Rather than looking directly at the patient or making much eye contact with his team, Dr. Mihaljevic peers into a microscope-like eyepiece with two separate channels that create visual input for each eye, giving him a 3-D view of the woman’s heart.

The surgical team, which during the prep had been making small talk, is silent now, watching the surgery on two large flat-screen monitors mounted on the ceiling above the operating table. The quiet, occasionally punctuated with Dr. Mihaljevic’s brief play-by-play comments to the group, will last a little over an hour, until the robotic portion of the surgery is complete.

Four observers are in the OR: a doctor from Beijing, two medical students from Brazil, and a medical fellow at Cleveland Clinic. The students say they’ve never seen anything like this. Cleveland Clinic has the nation’s largest robotic heart surgery department in terms of the number of operations performed (more than 600, with a 100 percent recovery rate); only a handful of hospitals do robotic heart surgery.

The fellow sits at a training console directly across from Dr. Mihaljevic, following his moves on her viewer until he tells her to take over and tie the final sutures. She’s ready — she has already trained on a da Vinci console in the lab and the OR, performing simulated heart surgeries on cadavers, mannequins and high-tech chest and heart models.

“We can simulate almost the entire operation,” says Dr. Mihaljevic of the robotic surgery training program. “[Trainees] have to be extremely well-informed and trained about the specifics of instrumentation in the lab before we have them in the operating room.” And once in the operating room, surgeons need to perform 150 to 200 robotic surgeries before they are adept at the procedure, according to a 2010 study published in the New England Journal of Medicine, so working alongside an experienced surgeon is key.

Eventually, Dr.

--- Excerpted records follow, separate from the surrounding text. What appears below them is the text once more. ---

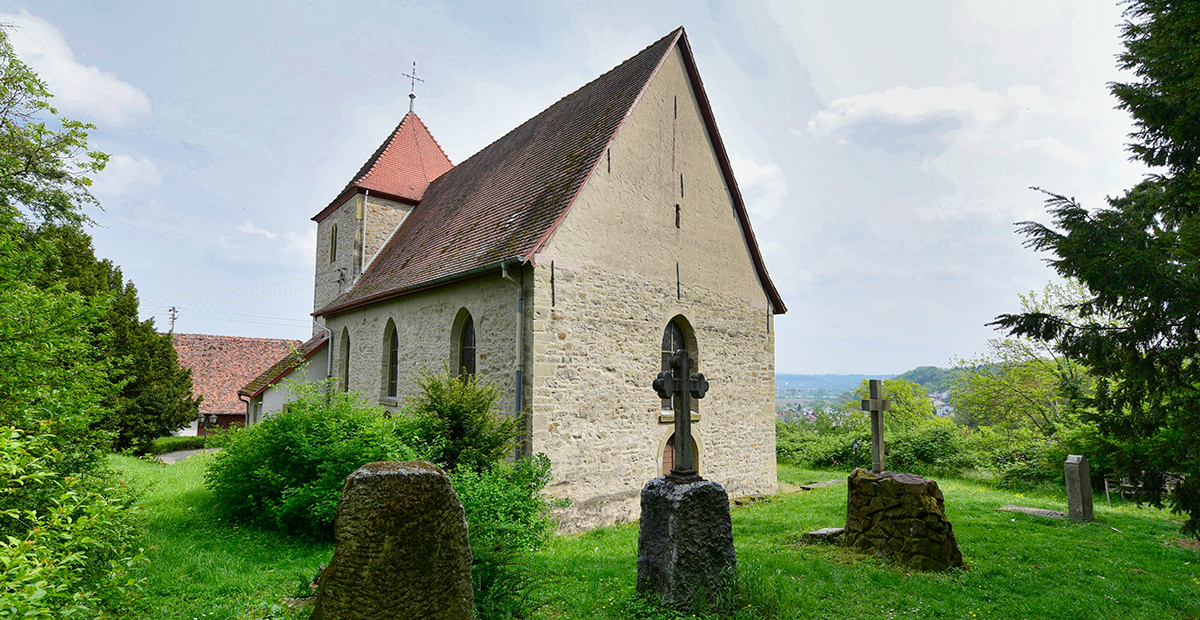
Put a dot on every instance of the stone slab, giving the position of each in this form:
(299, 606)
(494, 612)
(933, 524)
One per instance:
(825, 534)
(685, 554)
(1078, 474)
(1031, 510)
(401, 548)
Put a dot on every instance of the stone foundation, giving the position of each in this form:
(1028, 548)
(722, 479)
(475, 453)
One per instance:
(685, 554)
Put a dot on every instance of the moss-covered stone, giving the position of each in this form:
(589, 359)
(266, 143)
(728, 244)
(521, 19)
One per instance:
(402, 549)
(900, 516)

Stoller says, simulated robotic surgery will be conducted at the training center. By then, computer-controlled mannequins and haptic software might be everyday training tools at Cleveland Clinic.

“We’re talking with companies that make simulation equipment — very high-tech stuff, mannequins that breathe and have pulses, and their pupils dilate and they cough,” he adds. “Mannequins managed by radio-frequency computer signals that simulate real experiences and give you physiologic and clinical feedback about the procedures you’re doing. This is sophisticated stuff.”

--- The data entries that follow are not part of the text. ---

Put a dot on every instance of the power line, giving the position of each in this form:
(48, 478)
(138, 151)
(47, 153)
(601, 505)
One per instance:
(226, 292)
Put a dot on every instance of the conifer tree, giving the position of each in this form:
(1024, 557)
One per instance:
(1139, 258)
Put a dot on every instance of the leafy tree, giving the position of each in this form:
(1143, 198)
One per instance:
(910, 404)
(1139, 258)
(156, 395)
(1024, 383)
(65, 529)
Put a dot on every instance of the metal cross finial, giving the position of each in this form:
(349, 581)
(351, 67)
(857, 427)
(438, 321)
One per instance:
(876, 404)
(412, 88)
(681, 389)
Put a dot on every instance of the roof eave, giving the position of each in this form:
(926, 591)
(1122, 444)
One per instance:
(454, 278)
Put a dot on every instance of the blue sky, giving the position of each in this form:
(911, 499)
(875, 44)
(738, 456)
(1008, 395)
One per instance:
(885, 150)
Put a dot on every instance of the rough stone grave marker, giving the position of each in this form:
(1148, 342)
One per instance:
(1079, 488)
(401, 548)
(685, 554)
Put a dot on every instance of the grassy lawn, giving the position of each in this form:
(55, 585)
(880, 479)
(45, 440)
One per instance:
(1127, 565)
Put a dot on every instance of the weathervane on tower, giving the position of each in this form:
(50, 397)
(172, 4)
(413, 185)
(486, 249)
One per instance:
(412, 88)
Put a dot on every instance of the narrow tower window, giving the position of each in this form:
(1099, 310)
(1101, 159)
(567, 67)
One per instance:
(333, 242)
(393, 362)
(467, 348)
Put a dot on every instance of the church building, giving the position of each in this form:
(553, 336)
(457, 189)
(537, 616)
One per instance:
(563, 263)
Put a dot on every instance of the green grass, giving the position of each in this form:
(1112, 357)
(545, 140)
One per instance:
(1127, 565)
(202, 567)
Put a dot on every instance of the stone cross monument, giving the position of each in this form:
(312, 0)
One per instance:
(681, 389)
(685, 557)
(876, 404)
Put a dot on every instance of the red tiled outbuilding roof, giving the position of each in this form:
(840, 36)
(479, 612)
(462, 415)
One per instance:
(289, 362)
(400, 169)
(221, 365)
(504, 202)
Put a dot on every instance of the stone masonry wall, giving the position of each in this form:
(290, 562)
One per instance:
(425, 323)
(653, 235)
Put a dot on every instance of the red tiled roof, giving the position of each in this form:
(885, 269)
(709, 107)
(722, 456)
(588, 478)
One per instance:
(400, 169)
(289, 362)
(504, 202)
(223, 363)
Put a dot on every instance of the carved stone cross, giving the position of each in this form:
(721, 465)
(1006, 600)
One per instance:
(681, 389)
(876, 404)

In the meantime, back at the Zielony Nursing Education Center, Ms. Simko and her crew are making the most of their mannequins by wheeling them around campus for surprise on-site visits. “Last week, we took our baby simulator into the pediatric ICU,” Ms. Simko says. “We used one of their staging areas, their beds, and called a code.”

The training is more real when it happens on-site, she reflects. “They really get a good feel for, ‘Where is the emergency equipment that I really need to grab? How do I use it, how do I turn it on?’ ” By the time they enter a real situation, they’ll know the answers.